Семинарио нахмурился — может, твоя мать мангачка, а Обезьяна — конечно, и я горжусь этим, а Семинарио, рассвирепев, — Чапиро был сеньор и только изредка захаживал в вашу паршивую Мангачерию выпить чичи и переспать с какой-нибудь девчонкой, а Обезьяна стукнул кулаком по столу: сеньор опять оскорбляет их. Все шло хорошо, как водится между друзьями, и вдруг он начинает ругаться, мангачам обидно, сеньор, когда плохо говорят о Мангачерии.
— Старичок, бывало, первым делом подходил к вам, маэстро, — сказал Молодой. — С каким чувством он вас обнимал. Можно было подумать, что встретились родные братья.
— Мы знали друг друга с давних пор, — сказал арфист. — Я любил Чапиро и очень горевал, когда он умер.
Разгулявшийся Семинарио вскочил со своего места: пусть Чунга запрет дверь, чтоб им никто не мешал в этот вечер, и пусть арфист посидит с ними и расскажет о Чапиро, чего они ждут, дверь на засов, и дело с концом, у него на полях хлопка — только успевай убирать, он платит за все.
— А посетителей, которые стучались в дверь, отпугивал сержант, — сказал Болас.
— Это была ошибка, не следовало допускать, чтобы они остались одни, — сказал арфист.
— Я не гадалка, почем мне было знать, что из этого выйдет, — сказала Чунга. — Раз клиенты платят, им стараются угодить.

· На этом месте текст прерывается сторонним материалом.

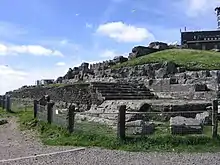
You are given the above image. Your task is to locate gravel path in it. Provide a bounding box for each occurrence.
[2,148,220,165]
[1,117,220,165]
[0,117,76,161]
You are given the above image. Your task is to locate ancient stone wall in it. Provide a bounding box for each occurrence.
[58,44,171,82]
[37,104,48,122]
[9,84,101,111]
[8,62,220,112]
[52,107,69,128]
[35,102,70,128]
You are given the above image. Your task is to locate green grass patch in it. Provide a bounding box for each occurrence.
[113,49,220,70]
[3,108,220,153]
[46,83,67,87]
[40,82,90,89]
[0,108,8,118]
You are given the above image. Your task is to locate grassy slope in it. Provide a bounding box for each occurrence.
[1,107,220,153]
[113,49,220,70]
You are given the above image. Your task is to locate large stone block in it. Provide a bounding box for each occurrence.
[126,120,155,135]
[146,78,170,92]
[195,111,212,125]
[194,84,209,91]
[170,84,194,92]
[170,116,203,135]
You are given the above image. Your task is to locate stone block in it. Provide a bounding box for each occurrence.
[197,70,211,78]
[170,77,178,84]
[170,116,203,135]
[146,78,170,92]
[195,111,212,125]
[177,67,186,73]
[185,71,199,79]
[194,84,209,91]
[170,84,194,92]
[126,120,155,135]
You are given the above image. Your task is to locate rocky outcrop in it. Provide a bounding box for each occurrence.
[148,41,169,50]
[112,56,128,63]
[128,46,159,59]
[128,42,169,60]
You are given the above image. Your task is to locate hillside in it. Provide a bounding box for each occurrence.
[113,49,220,70]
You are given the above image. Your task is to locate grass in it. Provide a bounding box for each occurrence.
[113,49,220,70]
[2,107,220,153]
[40,82,90,88]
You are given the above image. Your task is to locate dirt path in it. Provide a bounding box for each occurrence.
[0,117,76,161]
[1,117,220,165]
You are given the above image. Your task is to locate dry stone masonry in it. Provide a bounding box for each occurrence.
[5,43,220,135]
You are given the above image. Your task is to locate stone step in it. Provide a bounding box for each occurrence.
[93,85,149,90]
[91,82,129,86]
[104,95,153,100]
[154,91,216,100]
[91,82,129,85]
[98,90,151,94]
[93,85,136,89]
[101,92,153,97]
[97,89,150,93]
[91,83,145,89]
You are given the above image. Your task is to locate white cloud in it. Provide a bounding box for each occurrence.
[177,0,219,17]
[39,39,81,55]
[96,21,154,42]
[86,23,93,28]
[0,64,71,95]
[0,65,28,95]
[0,43,63,56]
[59,39,69,45]
[100,49,122,59]
[0,65,27,77]
[0,57,87,95]
[56,62,66,66]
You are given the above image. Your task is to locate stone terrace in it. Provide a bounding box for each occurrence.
[91,82,155,100]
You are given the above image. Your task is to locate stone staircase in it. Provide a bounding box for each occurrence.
[90,82,155,100]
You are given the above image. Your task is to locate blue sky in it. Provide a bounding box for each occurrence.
[0,0,219,94]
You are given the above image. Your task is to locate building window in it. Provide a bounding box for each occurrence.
[194,36,196,39]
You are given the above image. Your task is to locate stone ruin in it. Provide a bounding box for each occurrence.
[52,61,220,135]
[9,58,220,136]
[56,42,171,84]
[57,57,129,84]
[128,41,169,59]
[8,40,220,136]
[38,95,50,106]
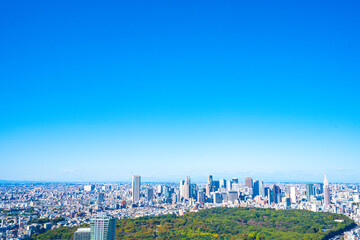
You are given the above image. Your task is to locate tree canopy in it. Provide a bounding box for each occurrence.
[32,207,356,240]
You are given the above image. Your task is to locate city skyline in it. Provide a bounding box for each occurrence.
[1,1,360,182]
[2,171,359,239]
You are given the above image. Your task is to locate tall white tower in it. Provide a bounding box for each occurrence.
[323,173,331,207]
[132,175,141,202]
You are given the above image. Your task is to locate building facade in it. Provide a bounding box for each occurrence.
[132,175,141,202]
[90,216,116,240]
[74,228,90,240]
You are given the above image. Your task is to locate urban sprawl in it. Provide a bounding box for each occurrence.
[1,174,359,239]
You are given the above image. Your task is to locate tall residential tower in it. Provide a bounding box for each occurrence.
[90,216,116,240]
[132,175,141,202]
[323,173,331,207]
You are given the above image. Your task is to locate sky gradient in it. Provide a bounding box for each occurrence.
[1,0,360,182]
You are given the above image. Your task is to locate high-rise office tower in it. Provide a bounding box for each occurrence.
[145,188,153,202]
[285,197,291,208]
[212,192,222,203]
[319,183,324,194]
[132,175,141,202]
[190,183,198,200]
[98,193,104,204]
[74,228,91,240]
[219,179,227,189]
[197,189,206,203]
[267,187,275,204]
[180,176,191,200]
[264,187,269,197]
[306,184,315,200]
[231,178,239,184]
[323,173,330,207]
[259,180,265,197]
[253,180,259,197]
[164,186,173,203]
[290,186,296,204]
[185,176,191,199]
[245,177,253,189]
[268,185,281,204]
[285,186,290,197]
[227,191,238,203]
[206,175,213,196]
[274,185,281,203]
[180,180,185,199]
[90,216,116,240]
[212,180,220,191]
[227,181,233,191]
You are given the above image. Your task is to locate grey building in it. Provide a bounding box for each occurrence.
[324,174,331,207]
[227,191,238,203]
[145,188,153,202]
[206,175,213,196]
[132,175,141,202]
[74,228,90,240]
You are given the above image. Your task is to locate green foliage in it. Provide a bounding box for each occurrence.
[28,217,66,225]
[31,226,77,240]
[33,207,356,240]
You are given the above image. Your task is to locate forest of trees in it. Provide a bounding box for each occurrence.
[32,207,356,240]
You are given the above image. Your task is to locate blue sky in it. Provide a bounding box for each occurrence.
[1,0,360,182]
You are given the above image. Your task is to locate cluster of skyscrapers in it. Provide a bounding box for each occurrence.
[71,173,333,240]
[128,173,332,208]
[2,172,356,240]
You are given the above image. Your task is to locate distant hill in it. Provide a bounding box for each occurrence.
[32,207,356,240]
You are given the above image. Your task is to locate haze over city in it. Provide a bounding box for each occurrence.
[1,0,360,183]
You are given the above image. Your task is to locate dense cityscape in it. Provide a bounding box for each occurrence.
[0,174,359,240]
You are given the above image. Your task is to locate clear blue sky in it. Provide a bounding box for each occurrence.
[1,0,360,182]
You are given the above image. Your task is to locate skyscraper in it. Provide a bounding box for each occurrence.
[245,177,253,189]
[268,185,281,204]
[227,191,238,203]
[219,179,227,189]
[145,188,153,202]
[212,180,220,192]
[197,189,206,203]
[306,184,314,200]
[164,186,173,203]
[98,193,104,204]
[231,178,239,184]
[259,180,265,197]
[180,176,191,200]
[206,175,213,196]
[189,183,197,200]
[132,175,141,202]
[274,185,281,203]
[90,216,116,240]
[318,183,324,194]
[253,180,259,197]
[290,186,297,204]
[267,187,275,204]
[323,173,331,207]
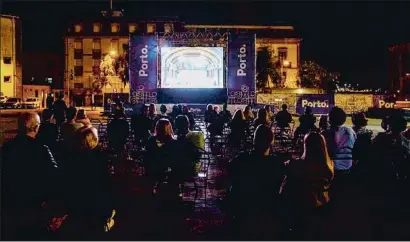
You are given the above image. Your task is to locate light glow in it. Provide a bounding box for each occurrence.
[160,47,224,89]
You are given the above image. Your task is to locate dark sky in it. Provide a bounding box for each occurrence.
[3,1,410,89]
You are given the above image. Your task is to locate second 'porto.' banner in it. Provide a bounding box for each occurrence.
[227,34,256,105]
[296,94,332,115]
[129,35,158,104]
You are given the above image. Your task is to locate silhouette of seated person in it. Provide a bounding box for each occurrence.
[182,105,196,130]
[154,104,174,128]
[207,105,224,138]
[265,105,275,123]
[229,110,248,149]
[294,106,318,137]
[1,112,58,240]
[275,104,293,129]
[254,108,271,128]
[60,107,84,143]
[219,103,233,124]
[174,115,202,187]
[131,104,153,144]
[225,125,285,239]
[107,109,130,153]
[281,132,334,239]
[60,127,115,238]
[204,104,214,124]
[318,115,329,132]
[243,105,255,123]
[36,108,59,153]
[144,119,178,192]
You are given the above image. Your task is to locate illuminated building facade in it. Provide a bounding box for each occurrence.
[64,10,300,105]
[389,43,410,98]
[0,14,22,98]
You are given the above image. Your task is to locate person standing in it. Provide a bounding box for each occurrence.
[53,94,68,127]
[91,92,96,111]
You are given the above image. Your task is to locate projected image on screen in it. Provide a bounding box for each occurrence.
[161,47,224,88]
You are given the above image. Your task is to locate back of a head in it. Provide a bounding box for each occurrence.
[149,103,156,113]
[155,118,174,141]
[77,109,87,120]
[282,104,287,111]
[172,105,179,113]
[140,104,149,115]
[160,104,167,114]
[389,113,407,133]
[302,132,334,177]
[76,127,99,152]
[66,107,78,121]
[257,108,266,119]
[175,115,189,135]
[183,105,189,114]
[352,112,368,128]
[305,106,313,115]
[114,109,125,119]
[18,112,40,135]
[329,106,346,127]
[233,109,245,121]
[253,124,274,153]
[42,108,53,121]
[207,104,213,112]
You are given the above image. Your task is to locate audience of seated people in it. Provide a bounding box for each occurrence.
[275,104,293,129]
[4,102,410,240]
[294,106,318,141]
[182,105,196,129]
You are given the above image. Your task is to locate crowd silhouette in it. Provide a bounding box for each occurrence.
[1,99,410,240]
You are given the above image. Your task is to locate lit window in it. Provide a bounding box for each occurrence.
[74,39,83,49]
[164,23,174,33]
[147,23,156,33]
[92,39,101,49]
[111,39,119,53]
[129,24,138,33]
[93,23,102,33]
[74,24,83,33]
[4,76,11,83]
[111,23,120,33]
[278,47,288,61]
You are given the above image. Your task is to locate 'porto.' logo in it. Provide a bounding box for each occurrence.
[237,44,247,76]
[139,45,149,77]
[302,100,329,108]
[378,100,395,108]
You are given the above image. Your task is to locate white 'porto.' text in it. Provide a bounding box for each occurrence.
[139,45,149,77]
[237,44,247,76]
[302,100,329,108]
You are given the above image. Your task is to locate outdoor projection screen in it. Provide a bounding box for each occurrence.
[160,47,224,88]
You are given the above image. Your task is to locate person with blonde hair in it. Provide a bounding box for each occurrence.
[281,132,334,239]
[61,127,115,238]
[243,105,255,121]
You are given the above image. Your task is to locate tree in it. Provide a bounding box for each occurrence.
[298,60,339,92]
[256,47,281,91]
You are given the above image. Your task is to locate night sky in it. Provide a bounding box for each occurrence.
[3,0,410,89]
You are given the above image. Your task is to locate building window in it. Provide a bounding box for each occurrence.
[3,57,11,64]
[74,39,83,49]
[74,66,83,76]
[164,23,174,33]
[74,49,83,59]
[129,23,138,33]
[92,39,101,49]
[74,24,83,33]
[93,23,102,33]
[92,59,100,75]
[4,76,11,83]
[92,49,101,59]
[278,47,288,62]
[111,39,119,53]
[111,23,120,33]
[147,23,156,33]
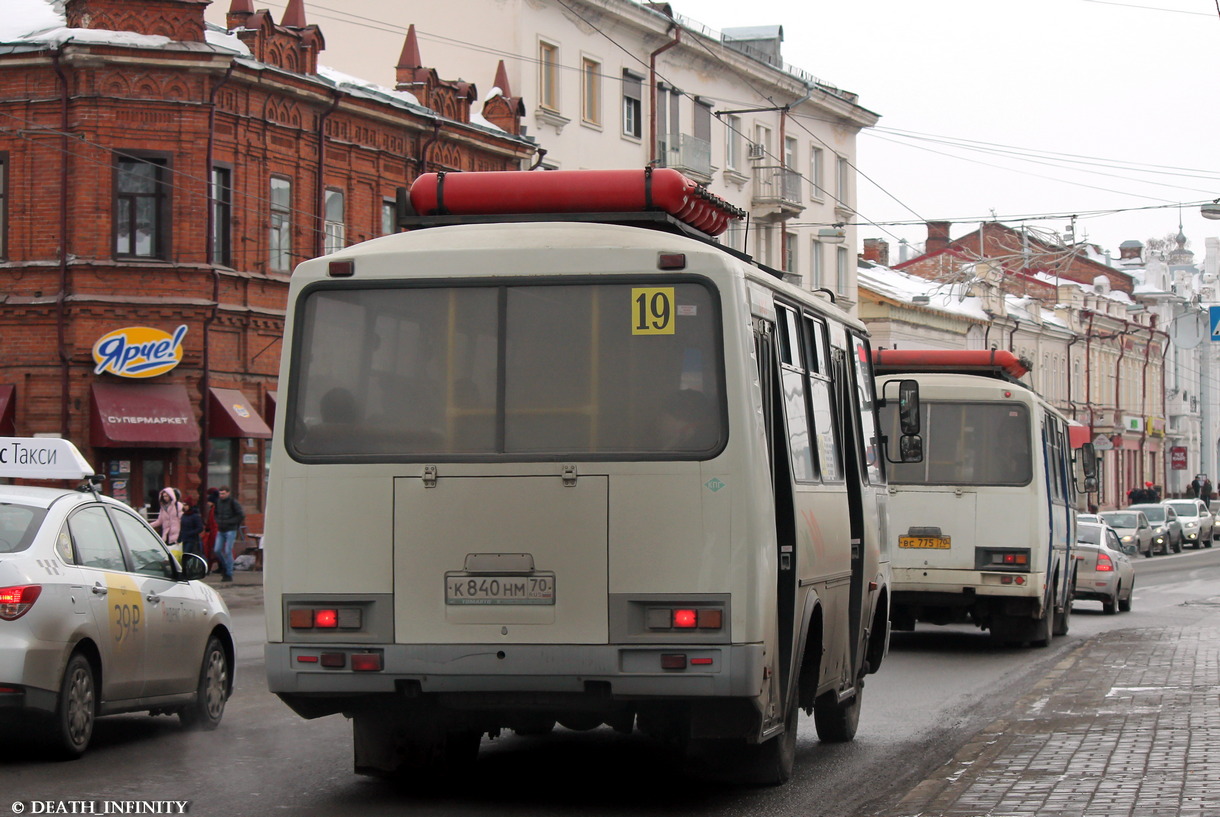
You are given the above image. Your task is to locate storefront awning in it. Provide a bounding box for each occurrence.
[209,387,272,439]
[0,384,14,437]
[90,382,200,447]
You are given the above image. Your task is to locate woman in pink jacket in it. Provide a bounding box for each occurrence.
[150,486,185,545]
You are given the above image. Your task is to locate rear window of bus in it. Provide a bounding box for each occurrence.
[287,281,725,460]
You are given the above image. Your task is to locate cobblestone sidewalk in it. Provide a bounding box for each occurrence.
[877,608,1220,817]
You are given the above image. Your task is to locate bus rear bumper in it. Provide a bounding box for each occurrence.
[266,642,766,701]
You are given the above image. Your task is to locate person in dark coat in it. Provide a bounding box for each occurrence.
[179,500,204,560]
[212,485,245,583]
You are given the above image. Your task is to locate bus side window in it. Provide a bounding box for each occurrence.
[804,314,840,482]
[776,305,815,482]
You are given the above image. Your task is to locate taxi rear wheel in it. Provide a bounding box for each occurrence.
[48,653,95,759]
[179,636,228,730]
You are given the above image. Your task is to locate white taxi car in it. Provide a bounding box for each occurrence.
[0,437,232,758]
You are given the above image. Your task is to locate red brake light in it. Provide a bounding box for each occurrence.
[1096,554,1114,572]
[673,609,698,628]
[0,585,42,621]
[314,609,338,628]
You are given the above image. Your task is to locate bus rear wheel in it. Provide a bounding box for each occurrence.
[727,701,798,786]
[814,682,862,743]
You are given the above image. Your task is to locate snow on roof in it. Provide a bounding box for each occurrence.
[3,0,249,54]
[2,0,520,134]
[858,262,990,322]
[317,65,421,110]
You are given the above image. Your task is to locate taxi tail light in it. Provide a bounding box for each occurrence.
[1096,553,1114,572]
[0,585,42,621]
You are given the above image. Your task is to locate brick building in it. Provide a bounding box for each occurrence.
[0,0,534,528]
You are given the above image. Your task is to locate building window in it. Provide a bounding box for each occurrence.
[755,224,773,267]
[836,247,849,296]
[539,41,559,111]
[114,154,169,258]
[323,188,345,255]
[810,238,822,288]
[581,57,601,126]
[754,124,772,162]
[269,176,292,272]
[622,70,642,139]
[810,146,824,200]
[836,154,850,206]
[381,199,396,236]
[725,114,741,171]
[207,438,234,498]
[784,137,798,172]
[784,232,798,274]
[211,166,232,267]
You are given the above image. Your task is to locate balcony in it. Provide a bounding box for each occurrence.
[751,165,804,220]
[660,134,713,183]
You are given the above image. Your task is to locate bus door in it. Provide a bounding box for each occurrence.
[831,341,868,679]
[754,317,798,708]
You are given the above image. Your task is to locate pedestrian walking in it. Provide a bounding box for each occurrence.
[149,487,185,546]
[179,500,204,560]
[212,485,245,583]
[1202,478,1213,504]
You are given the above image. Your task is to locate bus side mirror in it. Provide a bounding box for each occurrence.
[897,379,920,435]
[880,378,923,464]
[1078,442,1097,479]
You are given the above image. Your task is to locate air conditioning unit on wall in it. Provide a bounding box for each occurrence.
[747,143,765,159]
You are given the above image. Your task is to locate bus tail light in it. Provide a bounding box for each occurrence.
[351,653,383,672]
[976,549,1031,571]
[0,585,42,621]
[289,606,363,630]
[646,606,724,631]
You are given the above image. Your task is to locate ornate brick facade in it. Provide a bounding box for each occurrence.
[0,0,534,526]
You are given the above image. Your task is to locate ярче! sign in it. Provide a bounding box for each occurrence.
[92,325,187,378]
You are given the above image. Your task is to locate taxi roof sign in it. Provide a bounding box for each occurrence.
[0,437,95,480]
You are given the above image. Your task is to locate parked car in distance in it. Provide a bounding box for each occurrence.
[1098,510,1154,558]
[1074,521,1135,614]
[1128,503,1182,554]
[1162,499,1214,549]
[1077,513,1101,525]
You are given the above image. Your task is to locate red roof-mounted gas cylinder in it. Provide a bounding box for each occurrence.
[407,168,744,237]
[872,349,1031,379]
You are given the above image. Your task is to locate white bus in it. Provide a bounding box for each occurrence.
[875,349,1095,646]
[264,169,920,785]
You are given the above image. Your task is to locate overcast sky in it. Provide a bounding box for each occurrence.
[688,0,1220,261]
[194,0,1220,263]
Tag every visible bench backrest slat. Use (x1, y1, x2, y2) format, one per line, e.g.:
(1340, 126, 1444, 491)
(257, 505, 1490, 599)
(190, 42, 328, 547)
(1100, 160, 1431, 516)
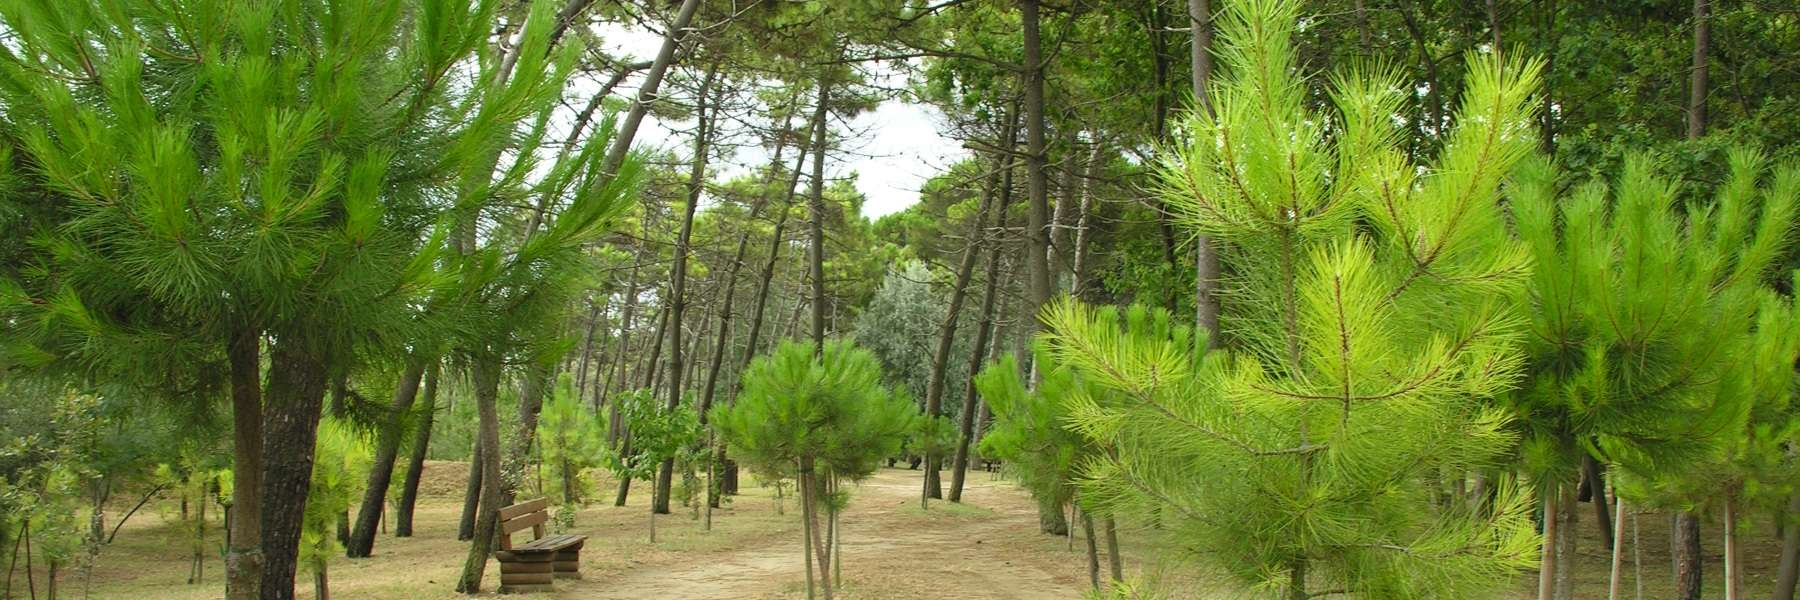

— Конечно, Чунгита, — извиняющимся тоном сказал арфист. — Я имел в виду не тебя одну, а всех нас. Понятное дело, никто не мог предвидеть.
— Уже девять часов, маэстро, — сказал Молодой. — ы наделаете себе вреда, давайте я схожу за такси.
— Говорят, вы были на «ты» с моим дядей? — сказал Семинарио. — Расскажите им, старина, об этом великом пьюранце, о мужчине, какого больше не сыщешь.
— Только в жандармерии еще остались настоящие мужчины, — заявил сержант.
— Подвыпив, он заразился от Семинарио, — сказал Болас. — Тоже заладил про настоящих мужчин.
Арфист покашлял — в горле першит, дайте-ка выпить глоточек. Хосефино налил ему стакан пива, и дон Ансельмо подул на пену, выпил и крякнул. Больше всего привлекала внимание людей выносливость Чапиро. И еще то, что он был таким честным. Семинарио просиял и, обнимая старика, — вот видите, что он говорил?
— Он был задира и недоумок, но у него была фамильная гордость, — признал Молодой.
Когда он верхом возвращался с поля, девушки поднимались на башню, чтобы поглядеть на него, хотя это им было запрещено. Чапиро сводил их с ума, и дон Ансельмо отпил еще глоток. А в Сайта-Мария де Ньеве лейтенант Сиприано тоже сводил с ума индианок, и сержант тоже отпил еще глоток.
— Когда ему в голову ударяло пиво, его всегда подмывало поговорить об этом лейтенанте, — сказала Дикарка. — Он им восхищался.
Он лихо подъезжал, поднимая пыль, и, осадив коня, заставлял его опускаться на колени перед девушками. Имеете с Чапиро входила сама жизнь, грустные веселели, радостные еще больше радовались, а какая выносливость — он поднимался, спускался, играл, пил, опять поднимался то с одной, то с двумя сразу и так всю ночь напролет, а на рассвете возвращался на свою ферму и, не сомкнув глаз, принимался работать, железный был человек, и дон Ансельмо попросил еще пива. А один раз лейтенант Сиприано при нем сыграл в русскую рулетку, и сержант ударил себя в грудь и посмотрел вокруг, как бы ожидая аплодисментов. И кроме того, Чапиро был единственным, кому смело можно было поверить в долг, единственным, кто заплатил ему все до последнего сентаво. Деньги, говаривал он, существуют для того, чтобы их тратить, и не было человека щедрее него, он всех угощал, никогда не жмотничал и каждому встречному повторял одно и то же: спасибо дону Ансельмо, это он принес цивилизацию в Пьюру. Но лейтенант Сиприано сделал это не на спор, а просто так, со скуки, — осточертело ему в лесах.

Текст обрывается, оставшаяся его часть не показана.